As technology improves, new advancements will become a significant aspect of the educational system. ChatGPT is a helpful tool that should be accepted, and it’s important to recognize how AI advancements will have a positive influence on academics.
“The notion of connections and idea-generating is so important and difficult and there are not a lot of tools that help you do it really well, so that’s where I think it can be really cool,” said Jordan Walsh, a second-year English graduate student.
Professors and students can use ChatGPT as a positive element in the educational experience.
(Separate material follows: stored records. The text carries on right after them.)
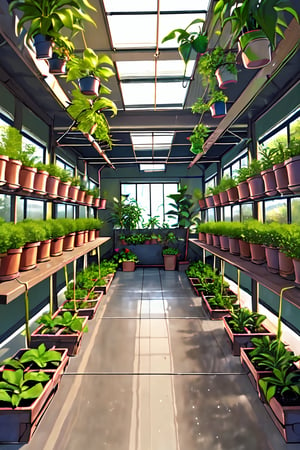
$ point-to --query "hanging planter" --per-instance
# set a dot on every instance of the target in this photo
(225, 76)
(218, 110)
(43, 46)
(255, 48)
(89, 85)
(57, 66)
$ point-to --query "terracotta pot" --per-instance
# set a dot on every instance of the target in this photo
(233, 194)
(202, 203)
(281, 178)
(96, 202)
(68, 244)
(272, 257)
(216, 240)
(286, 267)
(10, 264)
(296, 263)
(3, 163)
(255, 48)
(129, 266)
(244, 250)
(80, 197)
(27, 176)
(29, 256)
(225, 77)
(40, 182)
(269, 182)
(224, 198)
(243, 190)
(170, 262)
(92, 235)
(56, 248)
(88, 199)
(12, 173)
(209, 240)
(234, 247)
(293, 171)
(63, 189)
(44, 251)
(102, 204)
(224, 243)
(258, 255)
(202, 237)
(52, 186)
(256, 187)
(79, 238)
(73, 193)
(209, 201)
(216, 199)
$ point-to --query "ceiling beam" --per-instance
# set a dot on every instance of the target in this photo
(280, 56)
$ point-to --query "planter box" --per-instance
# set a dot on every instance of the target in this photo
(214, 314)
(238, 340)
(17, 425)
(69, 341)
(286, 419)
(89, 311)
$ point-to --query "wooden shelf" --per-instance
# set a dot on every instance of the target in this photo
(258, 272)
(9, 290)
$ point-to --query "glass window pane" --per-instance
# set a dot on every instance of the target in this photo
(246, 211)
(5, 207)
(276, 211)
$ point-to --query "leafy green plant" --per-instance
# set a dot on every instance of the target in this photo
(15, 386)
(188, 41)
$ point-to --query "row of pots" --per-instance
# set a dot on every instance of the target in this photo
(277, 261)
(26, 258)
(283, 178)
(15, 176)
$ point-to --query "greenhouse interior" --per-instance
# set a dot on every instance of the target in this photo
(149, 225)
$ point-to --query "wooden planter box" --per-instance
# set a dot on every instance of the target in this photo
(286, 419)
(69, 341)
(238, 340)
(17, 425)
(213, 313)
(89, 311)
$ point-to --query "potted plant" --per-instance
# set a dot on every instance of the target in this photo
(188, 41)
(90, 70)
(62, 330)
(46, 19)
(198, 137)
(170, 258)
(255, 24)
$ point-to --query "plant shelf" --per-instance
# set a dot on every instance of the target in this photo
(258, 273)
(10, 290)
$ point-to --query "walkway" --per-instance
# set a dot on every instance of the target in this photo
(154, 373)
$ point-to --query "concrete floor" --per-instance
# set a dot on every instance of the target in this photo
(154, 373)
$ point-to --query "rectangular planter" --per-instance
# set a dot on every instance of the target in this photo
(89, 311)
(238, 340)
(214, 314)
(71, 342)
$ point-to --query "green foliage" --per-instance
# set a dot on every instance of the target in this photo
(15, 386)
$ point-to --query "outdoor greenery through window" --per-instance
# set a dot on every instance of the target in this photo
(152, 198)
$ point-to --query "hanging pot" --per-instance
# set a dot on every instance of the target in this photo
(255, 48)
(3, 162)
(218, 110)
(43, 46)
(225, 77)
(89, 85)
(293, 172)
(57, 66)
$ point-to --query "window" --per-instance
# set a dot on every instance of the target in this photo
(152, 197)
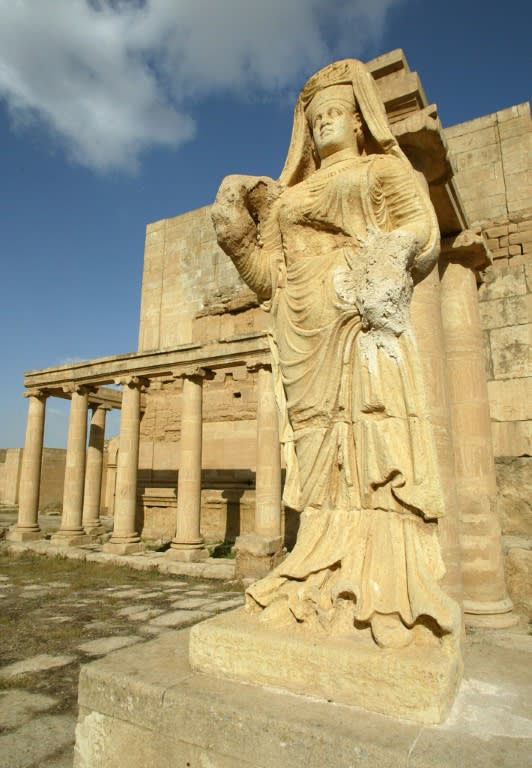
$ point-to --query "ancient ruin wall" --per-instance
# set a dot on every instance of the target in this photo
(493, 160)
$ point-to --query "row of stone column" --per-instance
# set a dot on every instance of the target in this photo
(80, 521)
(83, 470)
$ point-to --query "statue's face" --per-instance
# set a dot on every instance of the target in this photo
(334, 125)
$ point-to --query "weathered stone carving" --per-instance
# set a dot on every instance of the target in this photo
(333, 249)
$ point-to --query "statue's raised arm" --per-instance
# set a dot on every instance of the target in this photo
(240, 211)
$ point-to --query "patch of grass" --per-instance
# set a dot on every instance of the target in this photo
(223, 551)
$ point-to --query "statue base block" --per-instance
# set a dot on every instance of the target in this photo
(415, 683)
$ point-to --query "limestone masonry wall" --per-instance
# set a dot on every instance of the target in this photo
(493, 160)
(186, 275)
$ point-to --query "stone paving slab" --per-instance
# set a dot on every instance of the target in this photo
(36, 741)
(38, 663)
(18, 707)
(178, 618)
(105, 645)
(53, 603)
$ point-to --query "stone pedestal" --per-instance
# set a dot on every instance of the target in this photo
(256, 555)
(416, 683)
(125, 539)
(187, 544)
(27, 527)
(93, 473)
(143, 706)
(71, 531)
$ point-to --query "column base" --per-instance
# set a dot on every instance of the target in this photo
(94, 530)
(257, 555)
(123, 547)
(24, 534)
(70, 538)
(496, 614)
(186, 555)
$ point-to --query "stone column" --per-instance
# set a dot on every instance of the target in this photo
(71, 531)
(258, 552)
(125, 538)
(187, 544)
(427, 322)
(93, 472)
(486, 601)
(27, 527)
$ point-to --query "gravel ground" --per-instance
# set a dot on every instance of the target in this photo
(56, 614)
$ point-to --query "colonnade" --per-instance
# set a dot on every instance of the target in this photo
(80, 522)
(470, 534)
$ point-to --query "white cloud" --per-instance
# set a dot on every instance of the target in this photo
(111, 78)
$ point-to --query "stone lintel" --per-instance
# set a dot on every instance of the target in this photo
(100, 371)
(415, 683)
(468, 248)
(70, 539)
(420, 136)
(21, 534)
(123, 548)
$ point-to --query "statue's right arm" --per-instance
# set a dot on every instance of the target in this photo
(241, 205)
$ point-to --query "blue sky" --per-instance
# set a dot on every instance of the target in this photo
(116, 113)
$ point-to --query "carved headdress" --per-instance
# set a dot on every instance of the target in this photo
(348, 78)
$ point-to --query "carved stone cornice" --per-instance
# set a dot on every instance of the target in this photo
(133, 382)
(257, 365)
(40, 394)
(78, 389)
(194, 373)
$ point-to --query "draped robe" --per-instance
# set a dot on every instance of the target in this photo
(360, 456)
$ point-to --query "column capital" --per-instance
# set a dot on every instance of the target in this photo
(133, 382)
(194, 372)
(258, 365)
(40, 394)
(468, 248)
(100, 407)
(78, 389)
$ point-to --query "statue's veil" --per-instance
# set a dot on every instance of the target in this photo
(301, 160)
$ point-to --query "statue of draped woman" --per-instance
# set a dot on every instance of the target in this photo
(333, 250)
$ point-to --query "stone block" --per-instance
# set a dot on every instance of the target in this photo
(507, 282)
(514, 491)
(511, 351)
(521, 237)
(518, 572)
(480, 134)
(511, 400)
(514, 310)
(144, 703)
(512, 438)
(496, 232)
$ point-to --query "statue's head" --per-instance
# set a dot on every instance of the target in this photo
(345, 93)
(334, 121)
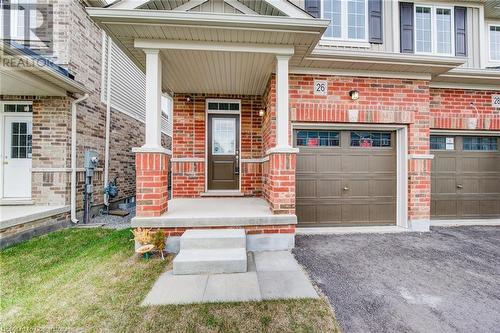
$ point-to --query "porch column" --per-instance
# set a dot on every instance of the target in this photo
(279, 187)
(153, 99)
(152, 160)
(282, 111)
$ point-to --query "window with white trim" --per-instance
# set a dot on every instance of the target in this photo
(348, 19)
(434, 30)
(494, 37)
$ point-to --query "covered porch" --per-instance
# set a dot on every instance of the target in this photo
(234, 66)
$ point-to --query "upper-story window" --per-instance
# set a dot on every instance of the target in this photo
(348, 19)
(494, 37)
(434, 30)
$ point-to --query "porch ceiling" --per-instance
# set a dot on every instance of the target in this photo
(209, 70)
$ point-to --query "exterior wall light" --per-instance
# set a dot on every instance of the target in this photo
(354, 95)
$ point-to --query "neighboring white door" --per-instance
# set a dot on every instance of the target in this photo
(17, 157)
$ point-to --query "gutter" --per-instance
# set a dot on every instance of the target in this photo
(73, 156)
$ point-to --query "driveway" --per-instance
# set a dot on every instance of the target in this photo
(447, 280)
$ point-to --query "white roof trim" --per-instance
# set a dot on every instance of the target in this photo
(189, 5)
(241, 7)
(287, 8)
(128, 4)
(209, 46)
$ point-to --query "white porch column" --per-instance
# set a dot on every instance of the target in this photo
(282, 112)
(153, 99)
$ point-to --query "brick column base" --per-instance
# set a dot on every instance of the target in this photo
(151, 183)
(279, 188)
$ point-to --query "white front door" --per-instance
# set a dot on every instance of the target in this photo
(17, 157)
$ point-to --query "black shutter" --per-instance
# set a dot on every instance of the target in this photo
(375, 21)
(313, 7)
(461, 31)
(406, 27)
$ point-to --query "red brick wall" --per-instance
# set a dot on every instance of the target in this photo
(189, 142)
(387, 101)
(450, 109)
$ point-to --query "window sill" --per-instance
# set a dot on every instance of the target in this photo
(344, 43)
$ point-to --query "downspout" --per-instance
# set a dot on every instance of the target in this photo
(108, 123)
(73, 156)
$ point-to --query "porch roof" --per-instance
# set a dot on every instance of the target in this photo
(213, 53)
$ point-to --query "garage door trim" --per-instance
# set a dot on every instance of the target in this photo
(401, 142)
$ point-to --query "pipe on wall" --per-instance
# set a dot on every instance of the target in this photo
(73, 156)
(108, 122)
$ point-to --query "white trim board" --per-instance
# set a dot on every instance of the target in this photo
(467, 222)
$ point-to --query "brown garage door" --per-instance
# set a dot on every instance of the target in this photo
(465, 177)
(345, 178)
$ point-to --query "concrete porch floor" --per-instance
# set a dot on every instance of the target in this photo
(270, 275)
(215, 212)
(19, 214)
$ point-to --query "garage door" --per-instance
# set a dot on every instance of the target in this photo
(345, 178)
(465, 177)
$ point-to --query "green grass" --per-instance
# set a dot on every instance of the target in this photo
(90, 280)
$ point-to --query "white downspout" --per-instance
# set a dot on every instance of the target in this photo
(108, 122)
(73, 156)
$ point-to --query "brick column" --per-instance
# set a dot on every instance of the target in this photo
(280, 184)
(151, 182)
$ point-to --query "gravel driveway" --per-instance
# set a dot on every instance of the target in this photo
(447, 280)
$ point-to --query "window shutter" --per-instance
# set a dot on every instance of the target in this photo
(313, 7)
(461, 31)
(375, 21)
(406, 27)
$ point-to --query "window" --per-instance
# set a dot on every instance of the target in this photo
(21, 140)
(433, 30)
(495, 42)
(370, 139)
(438, 142)
(317, 139)
(482, 143)
(18, 108)
(348, 19)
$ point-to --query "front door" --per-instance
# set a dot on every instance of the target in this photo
(223, 152)
(17, 157)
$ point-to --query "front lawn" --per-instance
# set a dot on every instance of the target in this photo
(90, 280)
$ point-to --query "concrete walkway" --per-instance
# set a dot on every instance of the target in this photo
(270, 275)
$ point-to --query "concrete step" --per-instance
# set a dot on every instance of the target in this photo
(203, 261)
(213, 239)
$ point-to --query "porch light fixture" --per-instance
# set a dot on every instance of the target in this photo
(354, 94)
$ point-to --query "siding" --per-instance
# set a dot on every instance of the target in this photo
(128, 87)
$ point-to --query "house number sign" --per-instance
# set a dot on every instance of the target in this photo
(321, 87)
(495, 101)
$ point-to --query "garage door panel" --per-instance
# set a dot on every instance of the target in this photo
(444, 185)
(476, 179)
(445, 164)
(328, 164)
(356, 213)
(306, 164)
(328, 188)
(383, 187)
(369, 173)
(383, 212)
(329, 213)
(306, 188)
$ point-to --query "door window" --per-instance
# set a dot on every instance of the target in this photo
(223, 136)
(370, 139)
(21, 142)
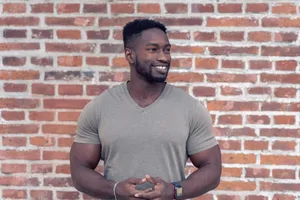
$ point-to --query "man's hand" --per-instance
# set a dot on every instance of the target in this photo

The next time help is needed with a school project or learning a topic, ChatGPT can be a helpful resource.
Sophia Reis, sophomore communications major
ChatGPT has become a threat to educators, as schools in New York City, Los Angeles, and Seattle have blocked ChatGPT access to allow students to use their own thought and protect academic honesty, Forbes reported.
AI cannot — and should not — replicate human thought through written work, and ChatGBT shouldn’t become commonplace in educational settings because it inhibits students’ learning.
“If I’m teaching a writing-intensive class, and I really want students to learn about writing, having an AI or somebody else do the work for them is pretty counterproductive,” said Amy Friedman, an English professor.
Professors shouldn’t implement ChatGPT in the classroom because college is a time for students to explore their passions and engage with new material, not rely on thoughtless AI without harnessing academic skills.
“Think of yourself as an intellectual explorer, you can continue to learn and your brain has infinite capacity for adding new things,” Friedman said. “The problem with using a tool like ChatGPT is when you allow it to replace those steps.”
When professors allow students to use AI for schoolwork, it prevents them from thinking for themselves, impeding their educational experience at college.
Assignments for classes that rely on artificial intelligence don’t represent anything about the person and their knowledge, character or anything from their heart, said Amanda Morelli, a freshman event and entertainment management major.
“We were founded by humans, not artificial intelligence, and even though we have the beauty to create that, humanity is still something that we have to foster and I feel like that’s fizzling away,” Morelli said.
It’s important for professors and students to cherish authentic forms of learning inside and outside the classroom because AI has real-life and intellectual consequences, like fears of compromising a student’s ability to learn independently, solve problems creatively and think critically.
There are ethical ways for students to go about writing struggles they face that don’t involve ChatGPT. Instead of allowing their students to use AI, professors should direct students to communicate about their academic issues and access writing tutors at the Student Success Center to navigate their challenges and utilize their own thinking skills.
Although AI is becoming more widespread, professors shouldn’t work ChatGPT into their curriculum and students should have open conversations, to understand the consequences of using it to replace learning.